Une parole sans force exécutoire, mais

La parole des Nations Unies n’a pas force exécutoire. Elle a force de témoignage. Elle s’adresse à un État qui aime se présenter, dans les travées du Conseil, comme un·e défenseur·euse exigeant·e des droits humains. À ses représentant·e·s, désormais, d’en faire quelque chose. Aux citoyen·ne·s, surtout, de leur rappeler que ces cinquante-cinq paragraphes ne se rangent pas dans un classeur diplomatique : ils nomment des vies.

À nous d’agir.


📌 Qu’est-ce que l’EPU ?

L’Examen périodique universel est le mécanisme du Conseil des droits de l’homme des Nations Unies par lequel chaque État membre de l’ONU — tous les 193 — voit, à tour de rôle, sa situation des droits humains examinée par ses pairs. Le dispositif a été créé en 2006 et fonctionne par cycles d’environ quatre ans et demi.

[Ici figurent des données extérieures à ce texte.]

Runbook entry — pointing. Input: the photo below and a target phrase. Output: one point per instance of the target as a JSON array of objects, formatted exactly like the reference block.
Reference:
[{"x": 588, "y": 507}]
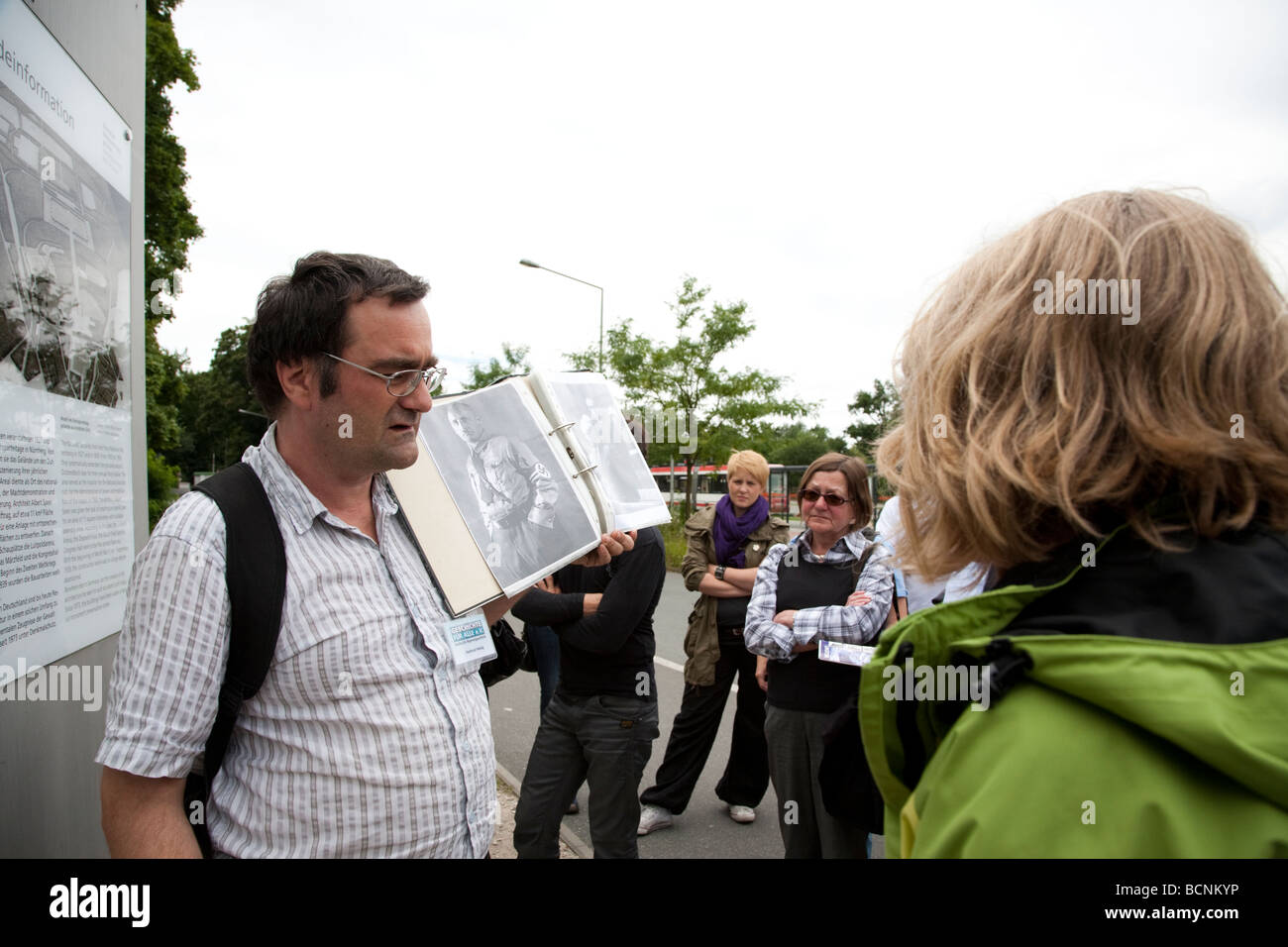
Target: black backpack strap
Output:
[{"x": 256, "y": 573}]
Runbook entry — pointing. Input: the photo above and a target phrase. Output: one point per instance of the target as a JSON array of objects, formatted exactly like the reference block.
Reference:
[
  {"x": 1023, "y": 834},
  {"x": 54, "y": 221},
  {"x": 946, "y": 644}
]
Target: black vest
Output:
[{"x": 806, "y": 684}]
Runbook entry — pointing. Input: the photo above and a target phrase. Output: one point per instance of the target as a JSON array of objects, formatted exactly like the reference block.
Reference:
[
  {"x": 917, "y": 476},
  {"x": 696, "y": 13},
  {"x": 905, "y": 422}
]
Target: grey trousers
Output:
[
  {"x": 795, "y": 741},
  {"x": 604, "y": 741}
]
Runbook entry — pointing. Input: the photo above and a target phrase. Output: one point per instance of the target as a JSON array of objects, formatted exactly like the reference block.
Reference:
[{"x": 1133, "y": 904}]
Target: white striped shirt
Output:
[
  {"x": 366, "y": 738},
  {"x": 848, "y": 624}
]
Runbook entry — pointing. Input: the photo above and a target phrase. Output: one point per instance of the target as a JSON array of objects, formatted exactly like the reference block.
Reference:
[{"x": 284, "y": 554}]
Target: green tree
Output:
[
  {"x": 515, "y": 364},
  {"x": 877, "y": 411},
  {"x": 715, "y": 405},
  {"x": 793, "y": 444},
  {"x": 168, "y": 228},
  {"x": 220, "y": 416}
]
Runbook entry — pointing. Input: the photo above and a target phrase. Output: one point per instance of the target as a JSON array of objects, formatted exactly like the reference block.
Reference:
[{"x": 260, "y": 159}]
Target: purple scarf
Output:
[{"x": 730, "y": 531}]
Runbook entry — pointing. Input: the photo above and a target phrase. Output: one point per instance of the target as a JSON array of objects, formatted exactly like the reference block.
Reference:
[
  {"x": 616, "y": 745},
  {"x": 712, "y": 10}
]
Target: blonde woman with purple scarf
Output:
[{"x": 726, "y": 543}]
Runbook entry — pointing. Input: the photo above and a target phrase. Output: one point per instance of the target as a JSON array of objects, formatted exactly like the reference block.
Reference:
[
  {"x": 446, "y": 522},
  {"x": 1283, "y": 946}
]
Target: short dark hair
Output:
[
  {"x": 304, "y": 315},
  {"x": 855, "y": 478}
]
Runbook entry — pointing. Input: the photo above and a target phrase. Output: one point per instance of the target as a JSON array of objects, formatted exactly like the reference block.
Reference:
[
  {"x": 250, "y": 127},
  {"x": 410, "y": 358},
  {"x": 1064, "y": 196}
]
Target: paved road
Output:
[{"x": 704, "y": 828}]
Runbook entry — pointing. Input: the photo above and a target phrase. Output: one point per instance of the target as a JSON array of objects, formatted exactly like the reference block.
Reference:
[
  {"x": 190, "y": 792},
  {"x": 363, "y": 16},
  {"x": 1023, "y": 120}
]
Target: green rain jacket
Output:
[{"x": 1137, "y": 707}]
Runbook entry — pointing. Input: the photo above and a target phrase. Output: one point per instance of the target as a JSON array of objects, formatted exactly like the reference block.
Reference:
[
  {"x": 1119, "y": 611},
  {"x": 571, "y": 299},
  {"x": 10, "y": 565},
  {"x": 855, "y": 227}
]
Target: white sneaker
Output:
[{"x": 653, "y": 817}]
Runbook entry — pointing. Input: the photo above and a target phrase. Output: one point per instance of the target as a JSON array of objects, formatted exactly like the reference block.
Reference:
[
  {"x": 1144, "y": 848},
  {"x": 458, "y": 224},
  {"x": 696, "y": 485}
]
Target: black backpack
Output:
[{"x": 256, "y": 573}]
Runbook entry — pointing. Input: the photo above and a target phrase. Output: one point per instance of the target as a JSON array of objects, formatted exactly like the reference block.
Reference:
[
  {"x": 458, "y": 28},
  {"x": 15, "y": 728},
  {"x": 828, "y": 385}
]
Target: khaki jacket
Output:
[{"x": 702, "y": 642}]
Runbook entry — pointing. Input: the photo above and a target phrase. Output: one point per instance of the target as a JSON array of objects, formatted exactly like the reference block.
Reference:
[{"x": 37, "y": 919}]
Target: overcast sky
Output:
[{"x": 827, "y": 162}]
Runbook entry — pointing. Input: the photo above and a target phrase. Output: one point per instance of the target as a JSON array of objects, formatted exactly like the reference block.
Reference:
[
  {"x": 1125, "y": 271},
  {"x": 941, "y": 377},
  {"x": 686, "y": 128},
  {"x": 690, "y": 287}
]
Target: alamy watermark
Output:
[
  {"x": 910, "y": 682},
  {"x": 1089, "y": 298},
  {"x": 76, "y": 684}
]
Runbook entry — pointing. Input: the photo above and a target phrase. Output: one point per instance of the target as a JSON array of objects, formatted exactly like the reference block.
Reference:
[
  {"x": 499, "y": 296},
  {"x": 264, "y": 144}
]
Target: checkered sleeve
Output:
[
  {"x": 761, "y": 634},
  {"x": 172, "y": 647},
  {"x": 851, "y": 624}
]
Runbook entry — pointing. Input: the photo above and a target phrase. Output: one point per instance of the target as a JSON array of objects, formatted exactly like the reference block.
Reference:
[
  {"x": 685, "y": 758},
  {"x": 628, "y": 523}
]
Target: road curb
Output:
[{"x": 567, "y": 835}]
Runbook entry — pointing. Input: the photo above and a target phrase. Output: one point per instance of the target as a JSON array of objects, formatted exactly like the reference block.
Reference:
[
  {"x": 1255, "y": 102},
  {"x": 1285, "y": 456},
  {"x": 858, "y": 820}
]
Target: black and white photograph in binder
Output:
[{"x": 505, "y": 492}]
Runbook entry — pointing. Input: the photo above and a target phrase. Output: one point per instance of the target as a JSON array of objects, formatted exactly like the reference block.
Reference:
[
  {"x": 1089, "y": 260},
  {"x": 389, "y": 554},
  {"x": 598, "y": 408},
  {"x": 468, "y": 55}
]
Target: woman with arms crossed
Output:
[
  {"x": 828, "y": 583},
  {"x": 726, "y": 543}
]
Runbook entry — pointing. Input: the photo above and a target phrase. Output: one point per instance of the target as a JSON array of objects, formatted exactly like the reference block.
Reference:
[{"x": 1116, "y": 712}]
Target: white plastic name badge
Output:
[
  {"x": 842, "y": 654},
  {"x": 472, "y": 642}
]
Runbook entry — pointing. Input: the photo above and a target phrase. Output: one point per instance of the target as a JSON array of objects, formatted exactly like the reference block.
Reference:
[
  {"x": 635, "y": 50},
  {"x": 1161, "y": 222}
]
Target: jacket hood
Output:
[{"x": 1190, "y": 647}]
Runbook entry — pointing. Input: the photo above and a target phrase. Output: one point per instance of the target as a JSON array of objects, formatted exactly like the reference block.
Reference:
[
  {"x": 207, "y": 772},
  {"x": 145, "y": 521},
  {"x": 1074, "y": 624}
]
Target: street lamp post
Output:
[{"x": 537, "y": 265}]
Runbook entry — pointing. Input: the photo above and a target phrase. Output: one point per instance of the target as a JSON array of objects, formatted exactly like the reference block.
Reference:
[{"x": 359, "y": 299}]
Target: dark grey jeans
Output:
[
  {"x": 604, "y": 741},
  {"x": 795, "y": 741}
]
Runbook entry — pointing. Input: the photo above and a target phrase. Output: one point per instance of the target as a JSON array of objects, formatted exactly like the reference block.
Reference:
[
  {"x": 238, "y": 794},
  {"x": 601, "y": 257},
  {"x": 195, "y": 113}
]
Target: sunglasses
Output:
[{"x": 814, "y": 496}]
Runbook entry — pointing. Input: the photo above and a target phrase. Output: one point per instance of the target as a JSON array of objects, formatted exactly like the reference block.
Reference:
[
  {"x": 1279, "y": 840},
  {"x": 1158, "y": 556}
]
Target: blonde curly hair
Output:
[{"x": 1024, "y": 429}]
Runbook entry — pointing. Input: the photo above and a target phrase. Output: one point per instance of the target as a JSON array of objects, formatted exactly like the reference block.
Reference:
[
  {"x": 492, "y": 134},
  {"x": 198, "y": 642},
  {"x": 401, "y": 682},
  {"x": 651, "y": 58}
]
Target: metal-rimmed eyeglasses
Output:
[
  {"x": 402, "y": 382},
  {"x": 829, "y": 499}
]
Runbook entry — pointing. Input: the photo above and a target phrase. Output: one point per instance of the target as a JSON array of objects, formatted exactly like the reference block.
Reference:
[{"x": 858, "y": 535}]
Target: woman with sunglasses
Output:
[
  {"x": 827, "y": 583},
  {"x": 726, "y": 543}
]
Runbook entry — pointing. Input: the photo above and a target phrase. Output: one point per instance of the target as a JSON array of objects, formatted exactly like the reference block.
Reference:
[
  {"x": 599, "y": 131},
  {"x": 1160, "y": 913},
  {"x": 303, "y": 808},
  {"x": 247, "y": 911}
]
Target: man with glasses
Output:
[{"x": 368, "y": 737}]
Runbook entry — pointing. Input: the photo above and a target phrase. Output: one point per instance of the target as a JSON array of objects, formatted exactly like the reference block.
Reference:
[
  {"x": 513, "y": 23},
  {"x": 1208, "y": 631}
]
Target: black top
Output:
[
  {"x": 732, "y": 612},
  {"x": 605, "y": 652},
  {"x": 806, "y": 684}
]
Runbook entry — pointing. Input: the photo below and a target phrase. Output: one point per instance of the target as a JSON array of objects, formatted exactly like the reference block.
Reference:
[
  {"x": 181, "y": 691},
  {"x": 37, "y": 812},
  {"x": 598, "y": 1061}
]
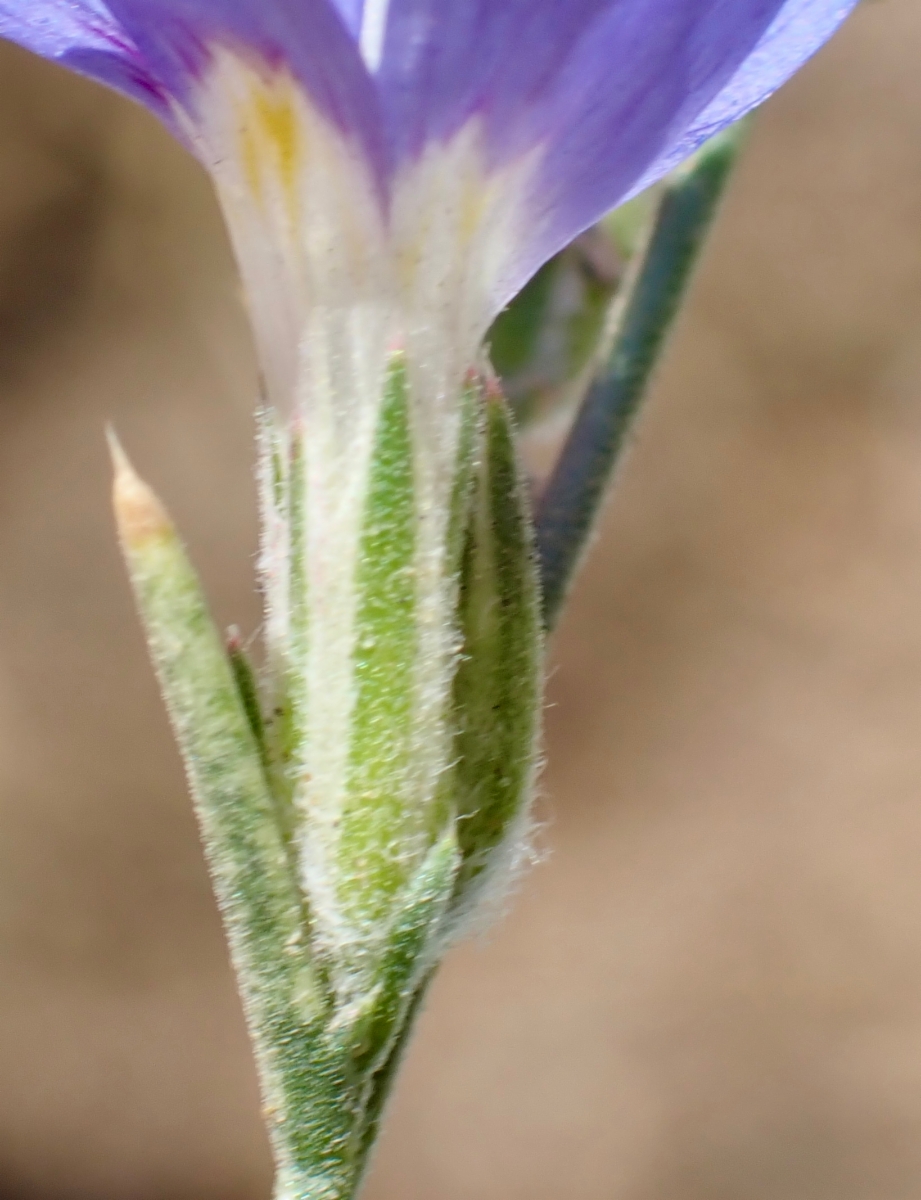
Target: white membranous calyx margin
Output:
[{"x": 387, "y": 747}]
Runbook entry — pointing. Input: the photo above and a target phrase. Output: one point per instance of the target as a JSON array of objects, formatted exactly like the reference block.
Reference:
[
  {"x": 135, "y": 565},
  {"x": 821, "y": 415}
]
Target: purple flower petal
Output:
[
  {"x": 157, "y": 49},
  {"x": 616, "y": 91},
  {"x": 600, "y": 96}
]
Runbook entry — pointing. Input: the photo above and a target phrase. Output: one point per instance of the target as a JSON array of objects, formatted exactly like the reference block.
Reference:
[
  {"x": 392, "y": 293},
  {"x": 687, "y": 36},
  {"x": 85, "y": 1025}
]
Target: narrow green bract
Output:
[
  {"x": 380, "y": 825},
  {"x": 335, "y": 952}
]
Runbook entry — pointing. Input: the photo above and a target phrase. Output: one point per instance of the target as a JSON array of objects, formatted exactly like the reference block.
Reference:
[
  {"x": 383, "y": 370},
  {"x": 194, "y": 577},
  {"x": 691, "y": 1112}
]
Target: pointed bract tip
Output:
[{"x": 138, "y": 511}]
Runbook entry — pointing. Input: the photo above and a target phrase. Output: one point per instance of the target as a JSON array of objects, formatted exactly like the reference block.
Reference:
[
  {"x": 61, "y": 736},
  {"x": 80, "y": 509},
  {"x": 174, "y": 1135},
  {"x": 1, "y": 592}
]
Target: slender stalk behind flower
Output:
[{"x": 391, "y": 173}]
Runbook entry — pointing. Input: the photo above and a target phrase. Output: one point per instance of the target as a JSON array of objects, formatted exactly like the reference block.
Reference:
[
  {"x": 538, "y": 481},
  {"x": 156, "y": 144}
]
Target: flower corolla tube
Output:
[
  {"x": 391, "y": 173},
  {"x": 396, "y": 169}
]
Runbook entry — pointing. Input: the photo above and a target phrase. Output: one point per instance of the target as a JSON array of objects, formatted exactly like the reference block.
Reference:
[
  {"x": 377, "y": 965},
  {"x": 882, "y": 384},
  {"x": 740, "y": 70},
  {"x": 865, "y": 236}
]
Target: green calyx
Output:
[{"x": 341, "y": 892}]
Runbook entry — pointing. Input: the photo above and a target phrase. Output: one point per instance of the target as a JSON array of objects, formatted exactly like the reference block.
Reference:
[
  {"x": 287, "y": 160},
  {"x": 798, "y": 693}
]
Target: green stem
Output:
[{"x": 573, "y": 497}]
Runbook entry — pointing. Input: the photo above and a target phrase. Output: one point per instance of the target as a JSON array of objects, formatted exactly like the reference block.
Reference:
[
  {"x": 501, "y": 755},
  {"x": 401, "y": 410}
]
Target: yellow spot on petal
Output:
[{"x": 271, "y": 141}]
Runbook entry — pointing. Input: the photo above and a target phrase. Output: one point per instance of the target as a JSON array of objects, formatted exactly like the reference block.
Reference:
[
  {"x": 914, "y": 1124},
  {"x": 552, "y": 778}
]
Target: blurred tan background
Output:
[{"x": 711, "y": 989}]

Chaque examen repose sur trois documents : le rapport national rédigé par l’État lui-même, une compilation établie par le Haut-Commissariat aux droits de l’homme à partir des observations des organes de traités, des procédures spéciales et des agences onusiennes, et un résumé des contributions de la société civile (ONG, institution nationale des droits humains, syndicats, milieux académiques).

L’examen se tient à Genève, au sein du Groupe de travail sur l’EPU, lors d’un dialogue interactif au cours duquel les autres États posent des questions et formulent des recommandations. L’État examiné peut ensuite accepter ou prendre note de chacune d’elles ; il rendra compte de leur mise en œuvre lors du cycle suivant.

La Belgique passe son quatrième EPU lors de la 52ᵉ session du Groupe de travail, du 4 au 15 mai 2026. Le document recensé ici est la compilation du HCDH — la photographie onusienne, la plus institutionnelle des trois, celle qu’aucun ministère ne peut écarter d’un revers de main.